At the time of the call, Amy Gass was in the middle of a custody battle with Dorothy Gass' son, Stephen. According to Dorothy Gass' arrest warrant affidavit, she told 911 she had just received a threatening call from Amy Gass, but the GBI, which is investigating the police shooting, said phone records show Amy Gass did not call Dorothy Gass that morning.

Diana Parkinson, Mark Parkinson's widow, learned about the dismissal last week when she met with Franklin. Her attorney, Jason Thompson, said Franklin appeared "embarrassed."
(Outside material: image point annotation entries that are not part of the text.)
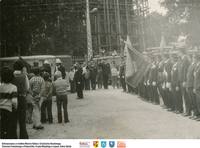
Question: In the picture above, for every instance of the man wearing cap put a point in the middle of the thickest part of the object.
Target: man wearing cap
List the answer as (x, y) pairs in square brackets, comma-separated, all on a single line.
[(47, 67), (60, 67), (190, 86), (176, 91), (183, 68), (197, 86), (153, 77), (122, 75), (167, 83), (61, 87)]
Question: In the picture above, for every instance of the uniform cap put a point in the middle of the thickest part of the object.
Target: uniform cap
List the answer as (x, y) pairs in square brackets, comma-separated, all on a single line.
[(58, 61), (58, 74), (46, 62)]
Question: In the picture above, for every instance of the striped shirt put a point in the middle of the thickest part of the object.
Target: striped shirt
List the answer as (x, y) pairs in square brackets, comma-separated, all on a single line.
[(7, 93), (36, 84), (61, 86)]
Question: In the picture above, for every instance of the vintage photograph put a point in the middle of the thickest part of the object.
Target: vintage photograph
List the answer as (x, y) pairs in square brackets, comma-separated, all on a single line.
[(99, 69)]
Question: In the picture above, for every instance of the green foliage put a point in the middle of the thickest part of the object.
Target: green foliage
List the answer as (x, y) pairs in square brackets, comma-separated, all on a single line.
[(42, 26), (184, 17)]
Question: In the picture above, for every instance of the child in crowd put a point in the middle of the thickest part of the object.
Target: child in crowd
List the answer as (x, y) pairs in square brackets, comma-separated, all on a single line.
[(60, 88), (8, 105), (36, 84), (46, 96)]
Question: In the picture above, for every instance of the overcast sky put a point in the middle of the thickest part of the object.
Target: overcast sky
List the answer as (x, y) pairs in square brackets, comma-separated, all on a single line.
[(155, 6)]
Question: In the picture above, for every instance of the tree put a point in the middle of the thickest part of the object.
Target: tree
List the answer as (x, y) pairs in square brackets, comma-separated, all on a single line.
[(42, 26), (184, 18)]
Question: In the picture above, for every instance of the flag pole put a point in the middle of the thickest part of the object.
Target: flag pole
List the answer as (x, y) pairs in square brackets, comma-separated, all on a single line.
[(89, 35)]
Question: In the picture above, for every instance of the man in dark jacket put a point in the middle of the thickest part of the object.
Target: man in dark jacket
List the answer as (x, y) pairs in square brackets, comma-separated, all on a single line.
[(78, 77), (176, 91), (197, 86), (190, 86), (168, 92), (106, 73), (22, 83), (182, 78), (153, 78), (93, 76), (60, 67), (122, 76)]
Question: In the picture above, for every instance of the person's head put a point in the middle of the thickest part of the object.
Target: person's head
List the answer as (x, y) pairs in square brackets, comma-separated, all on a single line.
[(35, 64), (72, 68), (18, 65), (46, 62), (182, 52), (6, 75), (58, 74), (58, 62), (30, 75), (36, 71), (46, 76)]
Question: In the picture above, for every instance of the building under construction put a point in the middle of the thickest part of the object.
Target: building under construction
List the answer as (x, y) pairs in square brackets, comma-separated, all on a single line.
[(115, 19), (59, 26)]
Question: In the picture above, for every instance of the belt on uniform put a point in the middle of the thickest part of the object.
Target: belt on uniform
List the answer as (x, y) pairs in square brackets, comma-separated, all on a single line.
[(8, 95)]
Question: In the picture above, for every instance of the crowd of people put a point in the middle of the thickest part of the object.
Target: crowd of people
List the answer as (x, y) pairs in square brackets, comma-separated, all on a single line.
[(174, 78), (26, 92)]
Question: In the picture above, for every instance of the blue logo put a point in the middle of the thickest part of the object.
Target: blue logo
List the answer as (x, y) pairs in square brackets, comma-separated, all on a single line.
[(103, 144), (111, 144)]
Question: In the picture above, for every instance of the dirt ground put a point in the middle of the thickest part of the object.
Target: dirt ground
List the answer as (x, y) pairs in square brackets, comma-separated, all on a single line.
[(114, 114)]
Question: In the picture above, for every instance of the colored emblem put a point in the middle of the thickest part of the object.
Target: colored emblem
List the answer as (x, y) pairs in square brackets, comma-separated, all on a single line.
[(111, 144), (103, 144), (96, 144)]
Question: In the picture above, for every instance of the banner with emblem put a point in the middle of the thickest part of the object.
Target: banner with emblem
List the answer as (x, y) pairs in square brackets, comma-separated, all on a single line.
[(89, 35), (136, 65)]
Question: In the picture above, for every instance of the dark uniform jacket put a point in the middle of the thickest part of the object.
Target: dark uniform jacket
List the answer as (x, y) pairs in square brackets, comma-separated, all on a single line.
[(122, 71), (197, 77), (168, 68), (153, 75), (78, 77), (185, 63), (190, 75), (174, 76)]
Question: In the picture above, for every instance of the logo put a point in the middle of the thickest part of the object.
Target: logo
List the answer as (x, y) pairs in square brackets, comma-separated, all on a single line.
[(103, 144), (111, 144), (96, 144), (121, 144), (84, 144)]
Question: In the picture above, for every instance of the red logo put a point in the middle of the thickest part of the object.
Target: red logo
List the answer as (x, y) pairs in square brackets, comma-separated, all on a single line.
[(96, 144), (121, 144)]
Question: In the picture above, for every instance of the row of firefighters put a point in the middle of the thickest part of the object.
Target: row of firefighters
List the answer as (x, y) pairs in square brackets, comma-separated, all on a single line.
[(174, 78)]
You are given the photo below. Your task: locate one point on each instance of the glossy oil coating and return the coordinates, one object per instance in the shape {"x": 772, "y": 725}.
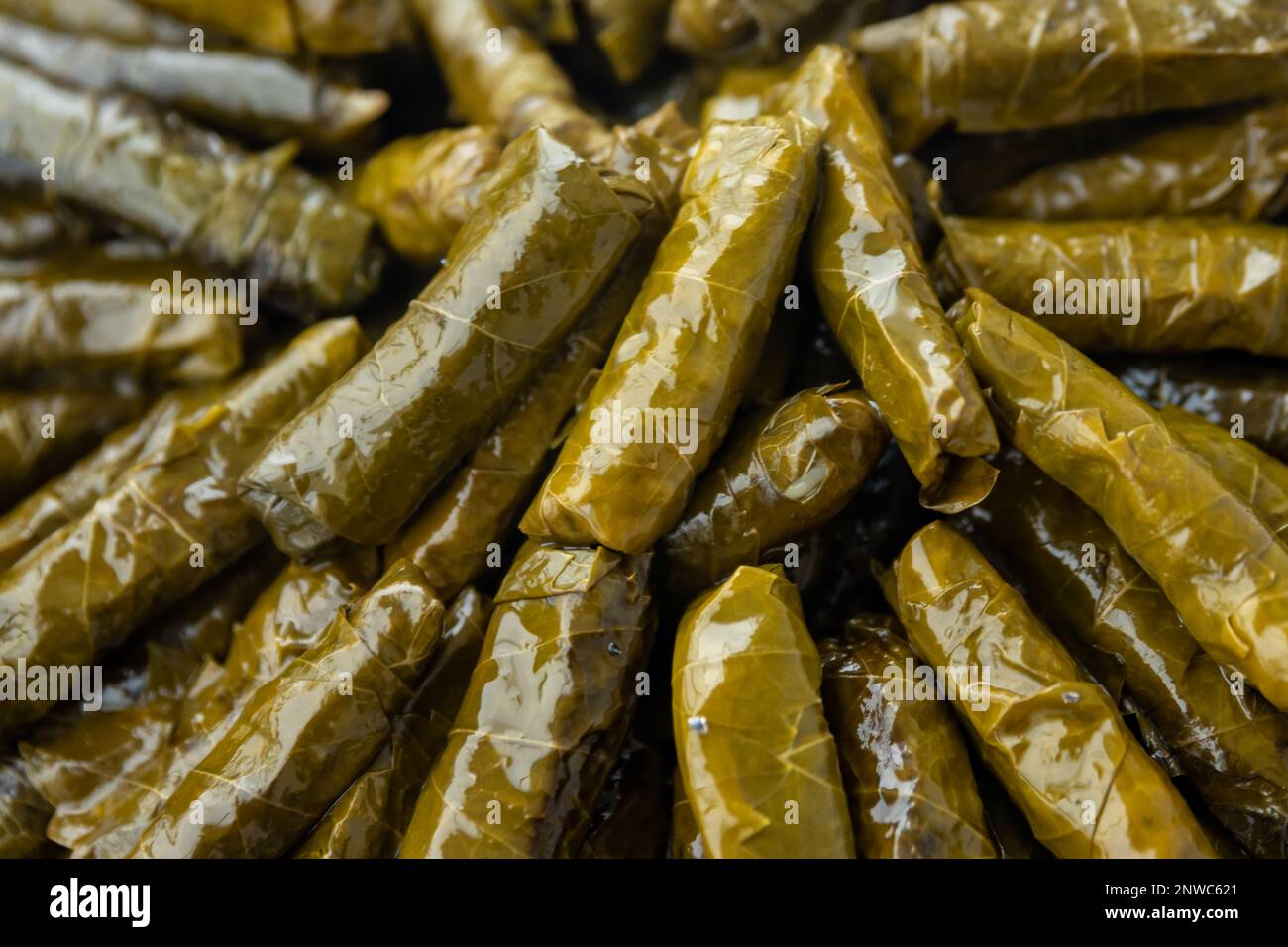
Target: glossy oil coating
{"x": 256, "y": 94}
{"x": 686, "y": 836}
{"x": 630, "y": 818}
{"x": 69, "y": 495}
{"x": 1222, "y": 390}
{"x": 30, "y": 224}
{"x": 717, "y": 29}
{"x": 198, "y": 192}
{"x": 78, "y": 419}
{"x": 1199, "y": 283}
{"x": 1229, "y": 741}
{"x": 1168, "y": 172}
{"x": 997, "y": 64}
{"x": 283, "y": 622}
{"x": 549, "y": 20}
{"x": 85, "y": 764}
{"x": 307, "y": 733}
{"x": 421, "y": 188}
{"x": 629, "y": 33}
{"x": 759, "y": 766}
{"x": 690, "y": 342}
{"x": 511, "y": 81}
{"x": 1052, "y": 737}
{"x": 903, "y": 761}
{"x": 325, "y": 27}
{"x": 24, "y": 813}
{"x": 1215, "y": 558}
{"x": 450, "y": 536}
{"x": 1245, "y": 470}
{"x": 781, "y": 474}
{"x": 741, "y": 91}
{"x": 370, "y": 818}
{"x": 546, "y": 710}
{"x": 124, "y": 21}
{"x": 544, "y": 239}
{"x": 876, "y": 292}
{"x": 86, "y": 586}
{"x": 86, "y": 316}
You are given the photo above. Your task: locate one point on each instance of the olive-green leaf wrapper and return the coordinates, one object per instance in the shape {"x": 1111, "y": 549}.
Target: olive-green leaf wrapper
{"x": 1193, "y": 283}
{"x": 370, "y": 818}
{"x": 690, "y": 343}
{"x": 1218, "y": 562}
{"x": 1222, "y": 390}
{"x": 759, "y": 764}
{"x": 498, "y": 75}
{"x": 1173, "y": 171}
{"x": 24, "y": 813}
{"x": 258, "y": 95}
{"x": 124, "y": 21}
{"x": 166, "y": 526}
{"x": 1245, "y": 470}
{"x": 1229, "y": 741}
{"x": 1052, "y": 737}
{"x": 629, "y": 33}
{"x": 85, "y": 317}
{"x": 75, "y": 419}
{"x": 546, "y": 710}
{"x": 713, "y": 29}
{"x": 288, "y": 27}
{"x": 999, "y": 64}
{"x": 544, "y": 239}
{"x": 876, "y": 292}
{"x": 905, "y": 761}
{"x": 284, "y": 621}
{"x": 248, "y": 213}
{"x": 781, "y": 474}
{"x": 421, "y": 188}
{"x": 86, "y": 764}
{"x": 303, "y": 737}
{"x": 451, "y": 535}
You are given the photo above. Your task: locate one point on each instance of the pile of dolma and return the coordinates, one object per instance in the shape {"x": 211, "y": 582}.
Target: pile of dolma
{"x": 636, "y": 429}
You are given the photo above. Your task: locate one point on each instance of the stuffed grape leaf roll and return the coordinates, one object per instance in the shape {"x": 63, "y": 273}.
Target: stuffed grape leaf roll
{"x": 546, "y": 709}
{"x": 1052, "y": 737}
{"x": 690, "y": 343}
{"x": 535, "y": 253}
{"x": 1216, "y": 560}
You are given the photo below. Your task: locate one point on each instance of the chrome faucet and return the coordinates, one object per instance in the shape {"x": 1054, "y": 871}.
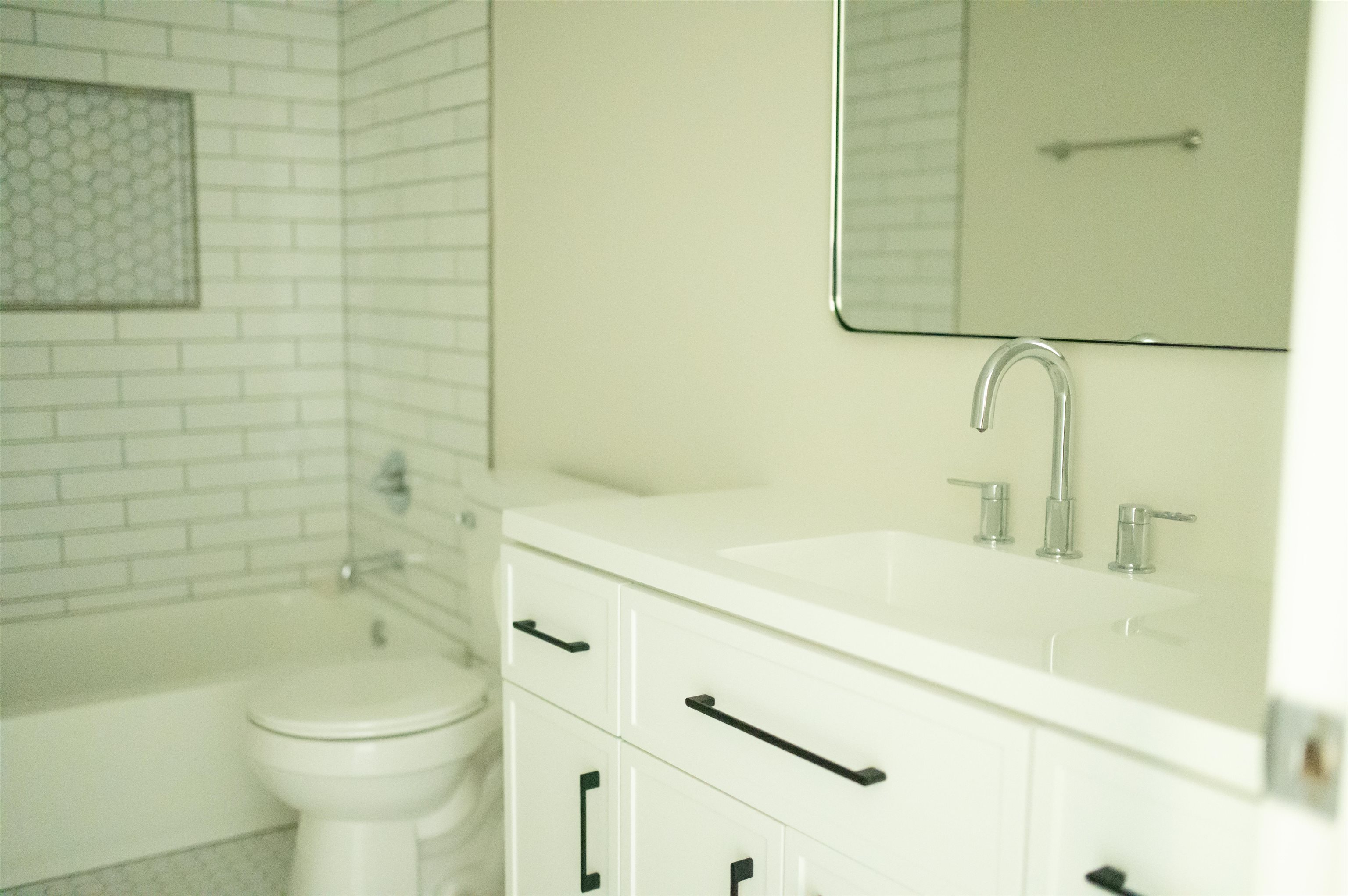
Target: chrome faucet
{"x": 362, "y": 565}
{"x": 1057, "y": 512}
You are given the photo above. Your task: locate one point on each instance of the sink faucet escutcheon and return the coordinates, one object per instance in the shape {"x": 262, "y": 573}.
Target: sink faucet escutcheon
{"x": 1057, "y": 515}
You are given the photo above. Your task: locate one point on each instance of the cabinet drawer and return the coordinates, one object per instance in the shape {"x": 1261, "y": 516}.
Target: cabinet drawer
{"x": 812, "y": 868}
{"x": 563, "y": 785}
{"x": 685, "y": 839}
{"x": 560, "y": 634}
{"x": 1092, "y": 807}
{"x": 948, "y": 817}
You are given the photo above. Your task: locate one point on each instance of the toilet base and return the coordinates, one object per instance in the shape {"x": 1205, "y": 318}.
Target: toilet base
{"x": 339, "y": 857}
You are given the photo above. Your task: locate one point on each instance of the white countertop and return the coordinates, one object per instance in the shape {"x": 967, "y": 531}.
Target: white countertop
{"x": 1184, "y": 686}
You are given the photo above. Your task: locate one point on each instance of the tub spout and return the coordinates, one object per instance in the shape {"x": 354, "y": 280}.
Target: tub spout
{"x": 359, "y": 566}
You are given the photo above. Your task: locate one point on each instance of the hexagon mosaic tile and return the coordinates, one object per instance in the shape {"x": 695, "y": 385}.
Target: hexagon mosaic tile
{"x": 97, "y": 204}
{"x": 257, "y": 865}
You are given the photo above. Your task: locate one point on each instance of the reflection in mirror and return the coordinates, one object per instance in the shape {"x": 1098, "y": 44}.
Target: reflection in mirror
{"x": 1080, "y": 170}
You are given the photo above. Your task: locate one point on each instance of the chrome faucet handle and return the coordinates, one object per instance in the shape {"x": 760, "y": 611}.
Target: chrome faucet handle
{"x": 993, "y": 511}
{"x": 1133, "y": 546}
Likewise, there would seem to be no rational explanation for why the judge who dismissed Dorothy Gass' misdemeanor charge, along with the State Court Solicitor Pat Clements who would have prosecuted Dorothy Gass, claimed not to know the case involved a police-involved fatality.

Mullinax told Times Free Press reporter Tyler Jett on Friday: "I do hundreds of cases. That name doesn't ring a bell. I don't know anything about it." And Clements, incredulously, said to Jett: "A man ended up dead?"

Diana Parkinson's attorney aptly labeled the comments malarkey.

"That's a small county," Thompson said. "I have friends across the state who know about this case. For them to say, 'What's that? I don't know what that is.' That's a load of crap."

It would seem so. All of Walker County's population is less than 69,000 - about one sixth that of Hamilton County. This case - a false call to 911 that led to a police shooting in any size community - would be a top-of-the-mind case to a competent law enforcement agency and the personnel of the county's lower courts where the case was to be heard.

The Parkinsons are entitled to justice, not incompetence.